It didn't take long for Petrino's decision to be proven wrong in Sunday's 31-7 loss at the Georgia Dome. The Falcons had nine first-half possessions. The results: punt, punt, interception, punt, punt, fumble, fumble, punt, punt. "I was excited about the opportunity to go out there," Leftwich said, "but from the beginning, things just didn't go well for us."
Nor did the Falcons offense get better as the game went on. Before being pulled for Harrington late in the third quarter with the score 24-0, Leftwich oversaw one drive in which the Falcons were stopped on downs and another where he was intercepted by Bucs nose tackle Chris Hovan.
"I've never been involved with something as bad as this," said Leftwich, a first-round pick of Jacksonville in 2003 who was released this preseason. "As a quarterback, it's your responsibility. It's your responsibility to lead these guys and score points."
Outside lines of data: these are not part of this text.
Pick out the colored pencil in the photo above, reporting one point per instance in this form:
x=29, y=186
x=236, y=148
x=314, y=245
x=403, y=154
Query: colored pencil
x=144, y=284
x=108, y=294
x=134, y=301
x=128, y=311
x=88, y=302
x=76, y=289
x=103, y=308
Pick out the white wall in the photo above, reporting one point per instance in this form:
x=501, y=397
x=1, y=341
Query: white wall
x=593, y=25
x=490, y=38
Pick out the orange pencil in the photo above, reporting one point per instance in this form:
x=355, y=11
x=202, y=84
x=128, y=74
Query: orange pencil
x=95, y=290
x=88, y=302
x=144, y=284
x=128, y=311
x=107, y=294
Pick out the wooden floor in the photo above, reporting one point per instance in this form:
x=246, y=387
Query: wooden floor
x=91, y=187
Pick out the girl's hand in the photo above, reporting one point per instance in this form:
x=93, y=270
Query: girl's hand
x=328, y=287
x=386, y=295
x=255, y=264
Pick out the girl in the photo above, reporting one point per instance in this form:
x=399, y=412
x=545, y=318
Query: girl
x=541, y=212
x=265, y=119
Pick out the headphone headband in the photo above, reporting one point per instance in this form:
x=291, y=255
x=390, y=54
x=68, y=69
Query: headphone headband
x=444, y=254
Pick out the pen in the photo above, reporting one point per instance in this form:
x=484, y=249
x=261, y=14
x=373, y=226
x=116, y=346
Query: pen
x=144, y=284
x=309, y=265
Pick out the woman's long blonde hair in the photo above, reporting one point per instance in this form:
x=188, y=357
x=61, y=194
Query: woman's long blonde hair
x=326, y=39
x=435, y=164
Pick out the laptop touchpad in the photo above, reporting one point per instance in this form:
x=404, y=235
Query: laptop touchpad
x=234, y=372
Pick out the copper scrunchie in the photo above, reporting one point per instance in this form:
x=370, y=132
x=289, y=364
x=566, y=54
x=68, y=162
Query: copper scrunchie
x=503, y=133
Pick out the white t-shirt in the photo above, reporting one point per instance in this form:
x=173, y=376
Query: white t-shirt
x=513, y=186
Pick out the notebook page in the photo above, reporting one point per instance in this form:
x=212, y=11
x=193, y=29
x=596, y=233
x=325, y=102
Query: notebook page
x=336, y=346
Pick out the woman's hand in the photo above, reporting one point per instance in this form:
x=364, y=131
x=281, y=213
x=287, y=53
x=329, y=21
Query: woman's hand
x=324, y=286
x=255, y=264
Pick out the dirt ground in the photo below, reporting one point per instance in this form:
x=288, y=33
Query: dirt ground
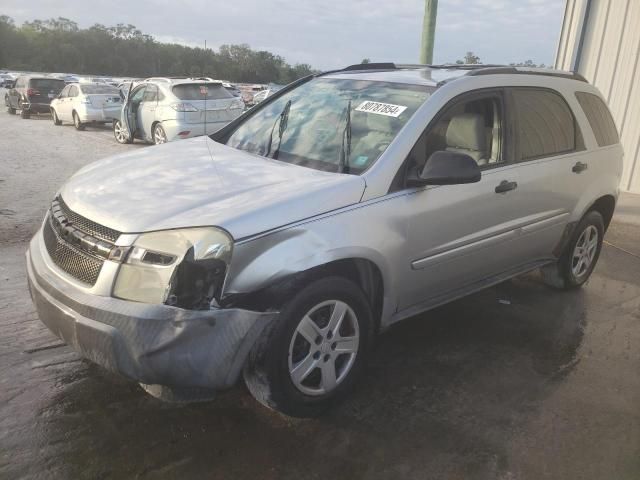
x=516, y=382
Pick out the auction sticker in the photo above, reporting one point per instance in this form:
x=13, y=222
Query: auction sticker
x=387, y=109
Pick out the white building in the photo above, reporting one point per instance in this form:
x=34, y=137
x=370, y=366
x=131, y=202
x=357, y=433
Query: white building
x=601, y=40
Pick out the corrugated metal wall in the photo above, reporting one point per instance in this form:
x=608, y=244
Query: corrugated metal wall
x=608, y=57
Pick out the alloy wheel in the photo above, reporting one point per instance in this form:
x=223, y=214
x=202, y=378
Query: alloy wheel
x=158, y=135
x=119, y=132
x=323, y=348
x=585, y=251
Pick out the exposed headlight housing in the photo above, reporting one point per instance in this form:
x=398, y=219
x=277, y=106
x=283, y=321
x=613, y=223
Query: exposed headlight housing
x=185, y=268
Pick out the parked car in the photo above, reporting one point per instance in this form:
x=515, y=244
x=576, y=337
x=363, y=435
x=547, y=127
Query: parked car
x=82, y=103
x=6, y=80
x=281, y=245
x=32, y=94
x=231, y=88
x=162, y=110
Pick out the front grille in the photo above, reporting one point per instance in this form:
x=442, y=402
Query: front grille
x=86, y=225
x=75, y=262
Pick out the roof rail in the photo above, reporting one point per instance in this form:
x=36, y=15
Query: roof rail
x=498, y=70
x=371, y=66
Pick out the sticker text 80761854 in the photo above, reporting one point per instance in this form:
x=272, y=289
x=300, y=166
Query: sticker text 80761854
x=387, y=109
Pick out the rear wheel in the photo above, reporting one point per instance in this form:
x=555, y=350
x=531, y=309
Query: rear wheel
x=10, y=109
x=76, y=122
x=159, y=135
x=312, y=355
x=54, y=116
x=120, y=132
x=579, y=259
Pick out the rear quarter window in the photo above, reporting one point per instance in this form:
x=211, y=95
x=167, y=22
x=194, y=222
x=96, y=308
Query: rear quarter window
x=599, y=117
x=545, y=124
x=201, y=91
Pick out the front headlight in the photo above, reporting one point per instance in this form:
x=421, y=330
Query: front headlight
x=185, y=268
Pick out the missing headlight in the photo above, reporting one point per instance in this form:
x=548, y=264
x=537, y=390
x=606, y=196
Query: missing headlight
x=196, y=282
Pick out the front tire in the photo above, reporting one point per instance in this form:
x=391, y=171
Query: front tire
x=120, y=133
x=580, y=256
x=76, y=122
x=312, y=355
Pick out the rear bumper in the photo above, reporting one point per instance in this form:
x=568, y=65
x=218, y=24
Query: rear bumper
x=36, y=107
x=173, y=129
x=151, y=344
x=103, y=115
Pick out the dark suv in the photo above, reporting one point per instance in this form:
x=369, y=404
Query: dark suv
x=32, y=94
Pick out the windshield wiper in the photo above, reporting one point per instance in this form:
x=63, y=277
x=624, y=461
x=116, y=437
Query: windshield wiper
x=283, y=119
x=345, y=151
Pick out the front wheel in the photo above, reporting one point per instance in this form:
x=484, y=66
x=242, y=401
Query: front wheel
x=312, y=355
x=120, y=132
x=581, y=254
x=54, y=116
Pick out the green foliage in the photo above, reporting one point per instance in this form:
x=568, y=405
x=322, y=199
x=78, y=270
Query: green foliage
x=59, y=45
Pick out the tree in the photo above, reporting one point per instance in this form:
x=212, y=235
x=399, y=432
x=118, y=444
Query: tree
x=59, y=45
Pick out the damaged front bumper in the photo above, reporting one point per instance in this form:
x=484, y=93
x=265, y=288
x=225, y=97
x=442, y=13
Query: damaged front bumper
x=151, y=344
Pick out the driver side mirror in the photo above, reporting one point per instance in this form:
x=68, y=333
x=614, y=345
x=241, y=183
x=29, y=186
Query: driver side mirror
x=446, y=168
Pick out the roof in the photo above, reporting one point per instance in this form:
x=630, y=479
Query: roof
x=436, y=75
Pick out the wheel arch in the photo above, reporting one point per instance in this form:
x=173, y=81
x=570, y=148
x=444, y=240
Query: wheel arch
x=365, y=273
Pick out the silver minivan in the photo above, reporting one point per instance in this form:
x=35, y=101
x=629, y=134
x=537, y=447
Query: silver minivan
x=160, y=110
x=277, y=248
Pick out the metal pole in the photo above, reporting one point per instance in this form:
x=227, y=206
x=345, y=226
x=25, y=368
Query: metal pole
x=428, y=31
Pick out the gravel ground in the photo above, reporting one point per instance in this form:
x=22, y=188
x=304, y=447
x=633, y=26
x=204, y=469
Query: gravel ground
x=516, y=382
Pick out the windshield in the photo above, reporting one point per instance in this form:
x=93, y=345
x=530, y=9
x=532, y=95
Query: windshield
x=319, y=130
x=99, y=89
x=201, y=91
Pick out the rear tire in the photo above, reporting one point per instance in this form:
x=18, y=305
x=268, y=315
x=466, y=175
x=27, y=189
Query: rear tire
x=54, y=116
x=120, y=133
x=76, y=122
x=305, y=362
x=580, y=256
x=159, y=135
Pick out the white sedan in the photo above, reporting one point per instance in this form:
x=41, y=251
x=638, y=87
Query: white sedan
x=83, y=103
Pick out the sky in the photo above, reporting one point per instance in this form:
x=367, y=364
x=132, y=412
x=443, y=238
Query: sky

Playing behind a makeshift offensive line, Leftwich finished 15-for-28 for 106 yards with two interceptions and two fumbles. With fourth-string left tackle Quinn Ojinnaka getting beaten off the edge by defensive ends Greg White and Gaines Adams, Leftwich was hounded all afternoon. His long windup also allowed the Bucs to deflect and dislodge the ball repeatedly.
Before garbage time ensued in the fourth quarter, the Falcons had eight first downs and 142 yards of total offense. They had gone 1-for-11 on third down (9 percent).
Petrino was predictably tight-lipped after the game about the quarterback decision, saying he thought Leftwich gave the Falcons the best chance to win.
"We turned the ball over early and were never able to get into a rhythm on offense. We had some dropped passes and we allowed a lot of pressure on our quarterback," Petrino said. "We felt that the way Leftwich practiced and moved around that he should start. I don't think you can always put all the blame on the quarterback."
Atlanta fans thought differently, starting chants of "Joey! Joey!" midway through the second quarter.
Harrington had done enough to get Atlanta past the 49ers and Panthers, and with five touchdown passes and five interceptions, his quarterback rating was a respectable 81.0 entering the game.
Sunday, he provided the only bright spot for the Falcons by throwing a 7-yard touchdown pass to Adam Jennings with 1:10 remaining and mostly backups on the field.
Lost in the day of Falcon offensive futility was Warrick Dunn's pursuit of the 10,000 career rushing yards milestone. The former Bucs standout entered the game needing only 58 yards to become the 22nd player to reach the mark, but was held to 32 yards by a swarming Bucs defense.
"Their front four, obviously their ends, causes a lot of problems today," Dunn said. "Guys were just really flying around. To me, that's just traditional Bucs football."